Canicules, sécheresse, incendies: un plan « global » pour ne laisser aucun agriculteur « seul »
La ministre de l'Agriculture Annie Genevard a annoncé dans un communiqué un "plan global d'accompagnement canicule – sécheresse – incendies » pour qu’aucun agriculteur ne soit « laissé seul face à cette situation ».
Il « comportera des mesures d’urgence en faveur de la trésorerie des exploitations, des prises en charge de cotisations sociales, des dispositifs de simplification et de dérogation, ainsi que des mesures destinées à faciliter la remise en production des exploitations les plus durement touchées », indique le ministère dans un communiqué.
Au cas par cas, sur le terrain, le ministère souhaite aussi "adapter les mesures degestion de l'eau » afin de « concilier la préservation de la ressource en eau avec la continuité des productions agricoles », rappelant que 98 départements sont concernés par la sécheresse, dont 57 en situation de crise, avec des restrictions importantes.
Ce plan est "trop léger pour passer les besoins de trésorerie des paysans jusqu'au printemps", a réagi auprès de l'AFP Bertrand Venteau, président de la Coordination rurale, deuxième syndicat agricole, habitué des actions coup de poing.
Il faut selon lui un "plan massif d'injection de trésorerie dans les exploitations françaises pour soutenir les paysans face aux pertes de production et surtout pour (que) les agriculteurs aient les moyens de produire à nouveau".
Eté catastrophique
Depuis fin juin, les agriculteurs sont touchés de plein fouet par les vagues de chaleur successives qui se sont ajoutées à un manque d’eau chronique dû à la sécheresse.
Des millions de volailles ont péri, étouffées par la chaleur, les prairies sont grillées et les vaches produisent moins de lait.

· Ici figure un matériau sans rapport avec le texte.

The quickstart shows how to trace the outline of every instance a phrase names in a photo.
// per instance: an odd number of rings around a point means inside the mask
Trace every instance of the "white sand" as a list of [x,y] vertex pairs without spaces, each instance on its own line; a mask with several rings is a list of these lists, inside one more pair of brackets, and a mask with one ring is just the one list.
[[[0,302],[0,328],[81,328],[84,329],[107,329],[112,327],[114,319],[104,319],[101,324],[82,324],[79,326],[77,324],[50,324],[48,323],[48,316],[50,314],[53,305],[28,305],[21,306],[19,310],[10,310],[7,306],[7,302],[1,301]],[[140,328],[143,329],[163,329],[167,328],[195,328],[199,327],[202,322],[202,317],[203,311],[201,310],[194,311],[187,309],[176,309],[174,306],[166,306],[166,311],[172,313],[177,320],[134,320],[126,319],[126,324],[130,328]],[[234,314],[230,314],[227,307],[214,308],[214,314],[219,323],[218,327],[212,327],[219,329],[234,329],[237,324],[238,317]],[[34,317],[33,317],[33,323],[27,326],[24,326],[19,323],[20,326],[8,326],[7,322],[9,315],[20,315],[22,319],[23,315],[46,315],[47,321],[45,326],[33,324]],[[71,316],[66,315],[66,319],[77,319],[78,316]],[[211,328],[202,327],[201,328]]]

La production de maïs devrait être historiquement basse tandis que la récolte de blé, déjà terminée, devrait baisser d'au moins 4%.
Les fruits et légumes souffrent particulièrement, surtout en Bretagne, grosse région maraichère peu habituée au manque d'eau qui ruine les cultures non irriguées.
Les syndicats agricoles et interprofessions ont lancé l'alerte plusieurs fois ces dernières semaines, au fil des réunions régulières au ministère et au niveau des régions, avec les professionnels, les banques et assureurs privés ainsi que la mutualité sociale agricole (MSA).
Une cellule nationale sécheresse est activée au ministère de l'Agriculture et la ministre a demandé à chaque préfet "de désigner un référent sécheresse et de mettre en place, sans délai, une cellule départementale" afin d'établir "un diagnostic précis« .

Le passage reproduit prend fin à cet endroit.